La place du téléphone portable dans l'intervention systémique.

 



L’apparition des téléphones portables en 1973 marque une révolution dans l’aire de la communication. Chacun utilise son téléphone portable pour communiquer de plus en plus souvent à n’importe quelle heure ou bien même se mettre en réseau sur une toile virtuelle créant ainsi l’illusion du lien ou reproduisant un lien social impalpable, laissant celui de la réalité, celui qui porte toute son humanité, et sa subjectivité aux abonnés absents. Il devient rapidement intrusif, prenant une place à part entière dans le quotidien. Un téléphone portable est consulté plus de 200 fois par jour. Véritable objet d’aliénation, il occupe une place surprenante dans les relations humaines :

Objet médiateur et objet de médiation … dans la séduction, les séparations, dans l’annonce des décès, des naissances, etc. Il devient un outil de gestion des étapes existentielles d’une vie.

Il sert également à la régulation des échanges quotidiens (gérer les achats, les papiers, penser au planning, s’assurer que les tâches sont faites ou à faire…), et du point de vue fonctionnel, on peut dire qu’il a une certaine utilité pour gérer le pilotage, le contrôle, la programmation, de la vie d’un système humain.

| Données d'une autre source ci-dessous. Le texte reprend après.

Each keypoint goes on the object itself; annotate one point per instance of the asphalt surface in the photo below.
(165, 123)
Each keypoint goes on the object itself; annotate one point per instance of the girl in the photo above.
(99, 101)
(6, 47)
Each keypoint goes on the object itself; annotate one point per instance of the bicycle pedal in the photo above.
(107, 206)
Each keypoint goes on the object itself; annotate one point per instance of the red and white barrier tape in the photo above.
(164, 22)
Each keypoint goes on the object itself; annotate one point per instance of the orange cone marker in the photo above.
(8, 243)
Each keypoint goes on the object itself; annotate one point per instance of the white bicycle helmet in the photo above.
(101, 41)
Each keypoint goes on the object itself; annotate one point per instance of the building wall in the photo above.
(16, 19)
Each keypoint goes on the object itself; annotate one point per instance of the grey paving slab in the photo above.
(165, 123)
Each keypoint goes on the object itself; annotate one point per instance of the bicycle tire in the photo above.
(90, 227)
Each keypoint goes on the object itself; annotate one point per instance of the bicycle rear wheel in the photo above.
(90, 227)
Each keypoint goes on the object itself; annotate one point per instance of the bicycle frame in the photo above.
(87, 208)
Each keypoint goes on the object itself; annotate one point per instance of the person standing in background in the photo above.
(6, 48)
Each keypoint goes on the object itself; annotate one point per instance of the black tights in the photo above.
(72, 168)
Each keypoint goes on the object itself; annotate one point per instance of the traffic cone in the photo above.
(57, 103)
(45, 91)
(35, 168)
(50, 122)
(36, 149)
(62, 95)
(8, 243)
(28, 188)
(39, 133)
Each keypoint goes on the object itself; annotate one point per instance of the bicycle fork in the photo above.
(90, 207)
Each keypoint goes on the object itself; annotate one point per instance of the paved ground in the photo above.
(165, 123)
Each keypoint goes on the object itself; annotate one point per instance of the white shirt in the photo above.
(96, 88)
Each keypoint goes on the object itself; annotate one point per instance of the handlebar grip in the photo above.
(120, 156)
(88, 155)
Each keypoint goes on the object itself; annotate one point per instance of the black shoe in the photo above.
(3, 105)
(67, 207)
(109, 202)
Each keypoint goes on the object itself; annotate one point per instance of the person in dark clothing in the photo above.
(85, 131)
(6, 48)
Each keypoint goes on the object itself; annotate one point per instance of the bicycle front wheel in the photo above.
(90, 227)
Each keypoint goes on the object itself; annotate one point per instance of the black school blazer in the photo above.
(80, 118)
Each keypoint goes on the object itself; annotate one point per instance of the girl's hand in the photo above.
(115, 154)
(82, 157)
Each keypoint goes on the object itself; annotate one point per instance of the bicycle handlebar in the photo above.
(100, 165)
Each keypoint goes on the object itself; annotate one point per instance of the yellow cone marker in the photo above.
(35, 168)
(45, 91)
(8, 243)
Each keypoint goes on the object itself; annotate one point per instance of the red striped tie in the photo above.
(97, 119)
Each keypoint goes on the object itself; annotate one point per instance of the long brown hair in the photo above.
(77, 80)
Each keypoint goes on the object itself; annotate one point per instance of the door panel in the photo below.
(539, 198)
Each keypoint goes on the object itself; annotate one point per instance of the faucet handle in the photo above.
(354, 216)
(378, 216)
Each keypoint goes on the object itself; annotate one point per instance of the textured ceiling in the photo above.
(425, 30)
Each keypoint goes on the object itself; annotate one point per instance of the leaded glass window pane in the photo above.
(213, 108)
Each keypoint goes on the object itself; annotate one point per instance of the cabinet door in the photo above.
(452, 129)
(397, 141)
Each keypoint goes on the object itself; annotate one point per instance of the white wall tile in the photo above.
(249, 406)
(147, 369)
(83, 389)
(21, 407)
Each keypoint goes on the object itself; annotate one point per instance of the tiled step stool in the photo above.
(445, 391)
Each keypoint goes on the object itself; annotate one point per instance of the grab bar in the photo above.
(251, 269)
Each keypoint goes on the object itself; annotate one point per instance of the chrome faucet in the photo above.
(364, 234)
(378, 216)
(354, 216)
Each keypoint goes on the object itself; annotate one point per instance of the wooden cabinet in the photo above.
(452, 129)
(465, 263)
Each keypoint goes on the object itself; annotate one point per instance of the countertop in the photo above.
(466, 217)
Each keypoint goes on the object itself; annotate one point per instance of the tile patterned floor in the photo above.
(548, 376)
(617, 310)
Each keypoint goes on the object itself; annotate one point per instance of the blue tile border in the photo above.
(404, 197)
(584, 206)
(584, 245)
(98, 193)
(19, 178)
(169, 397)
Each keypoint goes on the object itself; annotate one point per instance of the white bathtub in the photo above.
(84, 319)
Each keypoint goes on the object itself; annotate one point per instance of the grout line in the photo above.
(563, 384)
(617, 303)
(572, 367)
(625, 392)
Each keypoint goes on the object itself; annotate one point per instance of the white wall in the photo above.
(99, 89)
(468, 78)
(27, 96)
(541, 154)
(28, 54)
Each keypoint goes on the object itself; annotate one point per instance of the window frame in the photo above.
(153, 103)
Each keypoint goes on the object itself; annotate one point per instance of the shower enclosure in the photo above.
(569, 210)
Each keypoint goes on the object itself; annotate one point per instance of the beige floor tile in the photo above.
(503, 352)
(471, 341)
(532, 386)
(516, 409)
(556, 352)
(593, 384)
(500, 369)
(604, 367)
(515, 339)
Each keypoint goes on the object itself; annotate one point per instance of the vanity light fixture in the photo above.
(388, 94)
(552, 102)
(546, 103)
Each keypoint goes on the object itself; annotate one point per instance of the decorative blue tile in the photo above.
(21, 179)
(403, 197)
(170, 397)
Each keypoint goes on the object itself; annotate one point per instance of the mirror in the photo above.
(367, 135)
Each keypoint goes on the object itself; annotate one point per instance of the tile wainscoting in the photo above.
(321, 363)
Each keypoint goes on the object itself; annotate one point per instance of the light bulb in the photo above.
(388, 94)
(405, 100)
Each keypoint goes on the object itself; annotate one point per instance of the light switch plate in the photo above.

D’un point de vue stratégique, il permet de créer des alliances, voire des coalitions avec son enfant dans le cadre des séparations puisque l’un des deux parents peut trouver un moyen détourner de rester en relation avec son enfant sans maintenir le lien avec l’autre parent.

Transformé bien souvent en objet de pression, de chantage ou prise de pouvoir dans les séparations familiales : il permet à un parent d’imposer son choix éducatif en proposant un portable à son enfant quand bien même l’autre parent n’est pas d’accord. Il devient alors l’objet prétexte qui maintient la relation conflictuelle et les désaccords. Il se transforme alors en objet de la déloyauté pour l’enfant et occupe la place stratégique du maintien du conflit.

Et un phénomène s’invite aujourd’hui à la table de la réflexion systémique autour de l’objet numérique utilisé en thérapie.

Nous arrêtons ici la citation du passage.